What's important, however, is that the obligation to those plans hasn't been extinguished. Bagley points out that health plans owed money have the right to sue the government in the U.S. Court of Claims, which can order them to be repaid; the position of Health and Human Services is that the claims are valid as an obligation of the U.S. government. If the court upholds them, the taxpayer hasn't saved a dime.
In the meantime, however, Rubio's provision has undeniably produced pain, especially among nonprofit co-op health plans that were created under the ACA to provide competition in some state marketplaces.
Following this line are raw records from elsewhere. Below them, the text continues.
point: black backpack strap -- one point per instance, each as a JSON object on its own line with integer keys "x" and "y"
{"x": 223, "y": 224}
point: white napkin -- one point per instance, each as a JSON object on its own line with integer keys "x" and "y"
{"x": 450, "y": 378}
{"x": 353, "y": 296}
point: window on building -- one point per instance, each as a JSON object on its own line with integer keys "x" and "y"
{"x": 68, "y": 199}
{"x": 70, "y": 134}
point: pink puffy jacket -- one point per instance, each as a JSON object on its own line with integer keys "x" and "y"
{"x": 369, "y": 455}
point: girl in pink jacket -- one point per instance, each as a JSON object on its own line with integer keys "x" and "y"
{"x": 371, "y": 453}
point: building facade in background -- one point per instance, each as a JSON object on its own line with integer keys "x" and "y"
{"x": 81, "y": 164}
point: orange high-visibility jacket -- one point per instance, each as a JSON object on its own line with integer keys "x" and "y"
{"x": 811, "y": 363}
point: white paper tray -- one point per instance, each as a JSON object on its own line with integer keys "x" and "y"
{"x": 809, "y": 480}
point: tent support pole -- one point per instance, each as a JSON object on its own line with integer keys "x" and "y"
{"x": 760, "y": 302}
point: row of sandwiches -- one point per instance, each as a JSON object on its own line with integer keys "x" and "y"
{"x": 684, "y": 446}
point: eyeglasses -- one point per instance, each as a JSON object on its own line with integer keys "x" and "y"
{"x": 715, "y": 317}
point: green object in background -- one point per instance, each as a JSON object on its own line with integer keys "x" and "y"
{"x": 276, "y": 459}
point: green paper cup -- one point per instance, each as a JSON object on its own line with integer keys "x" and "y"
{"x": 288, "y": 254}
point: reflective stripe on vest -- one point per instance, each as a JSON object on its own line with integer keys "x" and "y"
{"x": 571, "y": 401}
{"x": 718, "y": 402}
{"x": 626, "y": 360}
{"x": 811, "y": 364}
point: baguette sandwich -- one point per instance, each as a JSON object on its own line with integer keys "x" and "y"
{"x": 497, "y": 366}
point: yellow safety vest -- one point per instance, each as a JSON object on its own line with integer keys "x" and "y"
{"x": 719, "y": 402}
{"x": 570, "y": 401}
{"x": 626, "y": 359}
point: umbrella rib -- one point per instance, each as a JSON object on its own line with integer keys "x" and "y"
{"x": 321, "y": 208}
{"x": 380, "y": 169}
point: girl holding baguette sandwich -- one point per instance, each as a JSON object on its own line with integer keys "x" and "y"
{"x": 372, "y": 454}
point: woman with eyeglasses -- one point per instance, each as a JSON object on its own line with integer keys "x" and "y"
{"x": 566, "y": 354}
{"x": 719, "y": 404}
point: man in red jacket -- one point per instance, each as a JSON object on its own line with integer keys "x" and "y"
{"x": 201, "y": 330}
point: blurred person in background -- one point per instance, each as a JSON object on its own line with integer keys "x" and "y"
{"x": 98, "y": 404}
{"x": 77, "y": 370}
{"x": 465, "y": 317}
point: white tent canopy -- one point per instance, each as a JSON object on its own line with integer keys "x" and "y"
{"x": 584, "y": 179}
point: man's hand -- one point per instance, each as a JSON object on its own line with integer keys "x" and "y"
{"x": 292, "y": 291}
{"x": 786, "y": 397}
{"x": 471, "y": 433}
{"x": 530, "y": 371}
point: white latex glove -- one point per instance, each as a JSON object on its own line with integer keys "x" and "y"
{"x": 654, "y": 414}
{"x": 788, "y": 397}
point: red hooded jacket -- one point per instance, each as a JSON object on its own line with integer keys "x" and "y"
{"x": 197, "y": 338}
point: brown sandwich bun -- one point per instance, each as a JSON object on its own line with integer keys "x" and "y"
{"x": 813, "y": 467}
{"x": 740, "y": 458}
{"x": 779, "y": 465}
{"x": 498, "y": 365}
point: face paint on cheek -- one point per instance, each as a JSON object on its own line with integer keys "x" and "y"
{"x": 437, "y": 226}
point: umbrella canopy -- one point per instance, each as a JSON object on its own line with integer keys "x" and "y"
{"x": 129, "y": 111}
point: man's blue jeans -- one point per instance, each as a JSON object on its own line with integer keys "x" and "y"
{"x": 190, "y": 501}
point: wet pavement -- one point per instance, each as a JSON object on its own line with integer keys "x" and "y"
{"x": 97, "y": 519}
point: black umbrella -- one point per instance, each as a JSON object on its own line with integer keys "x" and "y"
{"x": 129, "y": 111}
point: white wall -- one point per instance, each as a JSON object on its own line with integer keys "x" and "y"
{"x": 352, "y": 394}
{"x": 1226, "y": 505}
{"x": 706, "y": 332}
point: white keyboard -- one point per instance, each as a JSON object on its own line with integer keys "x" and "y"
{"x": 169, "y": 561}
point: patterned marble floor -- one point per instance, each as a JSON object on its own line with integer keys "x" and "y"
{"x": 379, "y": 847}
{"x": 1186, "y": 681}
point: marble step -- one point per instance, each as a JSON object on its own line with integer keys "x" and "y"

In terms of enrollment, some of these plans were immensely successful -- the co-op serving Iowa and Nebraska had 80,000 customers last year, nearly eight times what it expected. But they tended to be financially shaky, as was expected at first.
They've been devastated by the shortfall in risk corridor funds. As healthcare expert Timothy Jost reported, the Colorado co-op got only $184,000 on its nearly $16 million in risk corridor claims; Kentucky's recovered only $9.7 million of $77 million in claims. The Iowa-Nebraska co-op got $16 million to cover $140 million in claims. The New York Freelancers CO-OP received about $19 million on $150 million in claims. So they've shut down, leaving their patients high and dry.
As Bagley states, "Marco Rubio hasn't killed Obamacare and he hasn't saved taxpayers any money. All he's done is throw a wrench in the works."
Indeed, as health insurance guru Richard Mayhew of Balloon-Juice points out, the Rubio rider is worse than an innocuous complication for the ACA; it actually will cost taxpayers money. That's because (among other things) the disappearance of the co-ops will reduce competition in their old markets, raising premiums and requiring the government to spend more in premium subsidies for the buyers eligible for them--more than 80% of the buyers.
Was this predictable? Of course it was: the risk corridors were obviously designed to benefit insurers with lower financial resources than the big companies, which can afford to wait a couple of years for their rebates. This is how fiscal responsibility disappears in the face of political expedience.
Rubio has shown that if you want to punch a hole in the Affordable Care Act, you can do so. But we knew that; Republican governors and legislators in the 20 states that have refused to expand Medicaid to serve their constituents under the ACA already showed it. But who's hurt by such stunts? People are. Wasn't Marco Rubio elected to serve them? If so, what exactly is he bragging about?